Que s'est-il passé ?
"On ignore encore combien de pompiers ont été concernés... Mais ce qu'on sait, c'est que tous les chefs de casernes du Bas-Rhin ont été sollicités pour rameuter le maximum de monde pour se présenter à cette mise sous pli, à Colmar."
En quoi ça s'inscrit - ou pas - dans vos missions ?
"On est sous le choc. On ne pensait pas qu'on pouvait appeler des sapeurs-pompiers, qui sont quand même des spécialistes du secours... à faire de la mise sous pli. Ce qu'on a compris, c'est qu'il y a effectivement de grosses carences par rapport à l'organisation de ces élections, que de nombreux Français n'ont pas eu leur propagande électorale à temps... Je pense qu'il y a une pression du ministre de l'Intérieur [ministère de tutelle des pompiers; ndlr], car le département de la Savoie est aussi concerné, pour que certains pompiers se prêtent à ce jeu. Ce n'est pas nos missions."
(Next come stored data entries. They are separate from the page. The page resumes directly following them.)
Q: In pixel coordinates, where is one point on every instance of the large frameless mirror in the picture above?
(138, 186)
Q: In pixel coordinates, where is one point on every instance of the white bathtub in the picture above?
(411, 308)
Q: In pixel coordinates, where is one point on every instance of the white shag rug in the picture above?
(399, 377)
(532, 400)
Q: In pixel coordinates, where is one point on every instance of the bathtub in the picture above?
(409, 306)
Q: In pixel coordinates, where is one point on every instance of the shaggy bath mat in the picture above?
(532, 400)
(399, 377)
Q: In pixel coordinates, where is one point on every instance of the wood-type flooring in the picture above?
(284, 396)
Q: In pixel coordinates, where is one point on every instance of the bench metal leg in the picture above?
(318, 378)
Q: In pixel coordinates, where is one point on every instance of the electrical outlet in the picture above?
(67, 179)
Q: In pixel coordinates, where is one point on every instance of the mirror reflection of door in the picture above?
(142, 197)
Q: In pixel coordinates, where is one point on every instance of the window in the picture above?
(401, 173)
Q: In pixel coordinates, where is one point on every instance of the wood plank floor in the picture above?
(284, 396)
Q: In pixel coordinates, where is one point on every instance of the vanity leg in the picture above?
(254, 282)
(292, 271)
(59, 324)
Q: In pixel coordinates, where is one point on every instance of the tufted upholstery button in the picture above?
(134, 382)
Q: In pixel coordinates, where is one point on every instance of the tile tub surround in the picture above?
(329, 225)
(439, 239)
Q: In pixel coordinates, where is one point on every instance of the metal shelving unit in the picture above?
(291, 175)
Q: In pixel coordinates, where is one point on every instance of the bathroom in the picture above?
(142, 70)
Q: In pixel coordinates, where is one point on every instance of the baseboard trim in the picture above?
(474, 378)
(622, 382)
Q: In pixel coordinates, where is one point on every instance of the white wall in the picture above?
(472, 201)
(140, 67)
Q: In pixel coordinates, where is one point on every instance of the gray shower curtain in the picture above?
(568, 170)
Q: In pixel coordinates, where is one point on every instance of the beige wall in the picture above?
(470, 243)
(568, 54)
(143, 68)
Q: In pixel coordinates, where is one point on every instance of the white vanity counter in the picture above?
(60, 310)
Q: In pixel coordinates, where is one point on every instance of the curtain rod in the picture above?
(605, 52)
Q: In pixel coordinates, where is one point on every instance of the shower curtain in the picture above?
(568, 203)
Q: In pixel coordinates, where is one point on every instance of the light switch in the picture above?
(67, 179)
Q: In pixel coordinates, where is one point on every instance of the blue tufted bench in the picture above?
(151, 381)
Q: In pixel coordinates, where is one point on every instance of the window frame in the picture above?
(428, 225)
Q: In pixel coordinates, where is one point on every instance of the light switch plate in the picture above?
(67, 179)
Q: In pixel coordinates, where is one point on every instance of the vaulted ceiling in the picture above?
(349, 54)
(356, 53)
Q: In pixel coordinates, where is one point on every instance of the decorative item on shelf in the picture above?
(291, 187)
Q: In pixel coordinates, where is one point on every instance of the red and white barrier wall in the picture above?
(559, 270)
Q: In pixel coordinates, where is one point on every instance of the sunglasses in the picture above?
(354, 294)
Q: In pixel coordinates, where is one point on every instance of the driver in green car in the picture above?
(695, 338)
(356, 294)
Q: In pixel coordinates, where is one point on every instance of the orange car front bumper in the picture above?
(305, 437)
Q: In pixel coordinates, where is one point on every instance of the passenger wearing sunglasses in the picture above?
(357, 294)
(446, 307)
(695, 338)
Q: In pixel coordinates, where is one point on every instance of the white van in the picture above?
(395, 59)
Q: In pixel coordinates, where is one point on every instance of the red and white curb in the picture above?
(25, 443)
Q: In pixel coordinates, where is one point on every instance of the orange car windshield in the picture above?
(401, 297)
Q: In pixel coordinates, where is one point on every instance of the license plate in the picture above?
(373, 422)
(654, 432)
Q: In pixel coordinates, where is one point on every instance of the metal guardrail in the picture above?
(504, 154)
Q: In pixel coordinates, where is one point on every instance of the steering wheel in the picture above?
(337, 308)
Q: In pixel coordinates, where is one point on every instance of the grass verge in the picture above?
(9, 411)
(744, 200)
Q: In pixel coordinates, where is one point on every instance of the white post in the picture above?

Quels sont les risques posés par cette démarche, s'il y en a ?
"On est extrêmement perturbé... On trouve ça complètement hallucinant... Comment on peut utiliser des sapeurs-pompiers pour faire ce type de mission ? Le risque, c'est que la majorité des sapeurs-pompiers se mobilisent pour donner un coup de main, et que ça réduise le nombre de personnes d'astreinte, et que ça mette en péril les gardes."
"Si on prend l'exemple du vaccinodrome à Strasbourg et du vaccicar, ça a généré des carences. La direction générale de la sécurité civile a imposé à tous les Sdis de France de catégorie A - comme le Bas-Rhin - ces vaccinodromes. Ils sont encadrés à 100% par des sapeurs-pompiers. Forcément, ça a généré des problèmes d'effectifs. Rajouter à cela la mise sous pli... surtout sur le week-end, là où en général on a une forte sollicitation - en plus les températures s'y prêtent..."
Quel est votre avis sur la question ?
"Jusqu'à où est-on capable d'utiliser les sapeurs-pompiers ? On est complètement hors-sujet. C'est pas d'utilité publique. Le vaccinodrome, on peut comprendre, c'est de la sécurité civile, c'est pour soulager le milieu hospitalier. Mais faire la mise sous pli ? C'est du jamais vu."
Comment cette sollicitation aurait pu mieux se passer ?
"Non, on va être assez radical sur le sujet : les sapeurs-pompiers n'ont pas à être utilisés pour ce genre de problématique que rencontre l'État. Quand on voit un peu le nombre de chômeurs, le nombre de gens qui recherchent un emploi, les intérimaires qui pourraient donner un coup de main... Et qu'on arrive encore à utiliser un service public comme ça pour de la mise sous pli... Pour nous, c'est un grand non, j'ai envie de dire : foutez-nous la paix."
Comment expliquez-vous ce choix de la préfecture ?
"Un sapeur-pompier qui va se mobiliser pour faire ça, c'est sous le statut de sapeur-pompier volontaire. Ce qui fait que c'est des vacations. Elles sont exonérées de charges sociales pour le Sdis, ça ne coûte pas cher du tout. C'est comme avec le vaccinodrome, le sapeur-pompier volontaire coûte beaucoup moins cher que si on devait mobiliser le service public hospitalier. Nous dénonçons fortement ce type de réquisition [lire le tract ci-dessous; ndlr], nous ne sommes pas des bonnes à tout faire pour se substituer aux carences de l'État. Demain, ce sera quoi ?"
Communiqué Sapeurs-Pompiers Couteaux-Suisses by Vincent Ballester on Scribd
Réponse de la préfecture
Sollicitée, la préfecture du Haut-Rhin dément. "Aucune réquisition n'a été prise par le préfet du Haut-Rhin pour la mise sous pli des documents de propagande électorale. Un appel a été lancé auprès des services de l'État et du Sdis pour venir contribuer à la mise sous pli. En complément, la préfecture a recruté des demandeurs d'emploi et des personnes en structure d'insertion." C'était effectivement le cas en milieu de semaine. Toutes les enveloppes doivent avoir été envoyées samedi soir.